MedPage Today reports that a new study shows that many strokes may be missed in hospital emergency departments in the days before the problems of the stroke become obvious. Misdiagnosis or failure to diagnose strokes can have devastating consequences.

The study was retrospective, meaning that it looked back in time at what had happened to stroke victims in the time leading up to their strokes. The study shows that of 187,188 admissions for stroke, 12.7% of the stroke patients studied visited an emergency department and received a non-stroke-related diagnosis within the thirty days leading up to the ultimately diagnosed stroke. Doctors from Johns Hopkins University say this indicates a possibly missed stroke. One in every ten of those non-stroke related discharges were for headache or dizziness. Those were likely strokes, according to the researchers. Women, members of minority groups, and people under age 45 were most at risk for experiencing one of these undiagnosed strokes.

Effects of Failure to Diagnose Strokes:
The Harvard Medical School states that early treatment of the most common type of stroke can limit brain damage and vastly improve outcomes. Delayed treatment can close the door on treatments that can substantially diminish brain damage. Those who have been turned away from an emergency room with a “headache” diagnosis may be less likely to rush to a hospital for in the case of a future, more serious, stroke, causing more serious long term damage.

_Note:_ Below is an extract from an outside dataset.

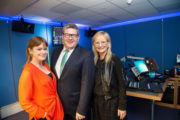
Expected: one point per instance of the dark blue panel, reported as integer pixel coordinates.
(85, 41)
(7, 93)
(171, 41)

Additionally, a failure to diagnose these early strokes means that the patient will not be told what to do to try to prevent future strokes. According to the National Stroke Association, these sorts of preventative measures can include medication and other medical therapies. They can also include lifestyle changes regarding diet and exercise. In some cases doctors recommend drugs to treat other conditions that lead to stroke, like high blood pressure, high cholesterol, and heart disease. There are also medications that can diminish blood clotting that can help prevent a stroke. If the emergency department misses that first stroke, the patient will not be given any of these options, and the second more serious stroke can happen. At that point the damage will have been done.

Signs of a Stroke:
Negligence and malpractice attorneys can help try to recover for some of the losses caused by these undiagnosed strokes. But an ounce of prevention is worth a pound of cure. While doctors ultimately have to diagnose and treat strokes, there are signs one can watch for to try to get treatment as soon as possible. The American Stroke Association uses the acronym FAST to remind American what to watch for:

Face drooping. Does one side of the face droop or feel numb? Is the potential stroke victim’s smile uneven?

Arm Weakness. Is one arm weak or numb? If the person raises both arms, does one drift downward?

Speech difficulty. Is the speech slurred or is the person hard to understand, even when saying simple sentences?

Time to call 9-1-1. If someone shows these symptoms, call 9-1-1 immediately, and check the time so you will be able to tell the doctor exactly how long the symptoms have been present.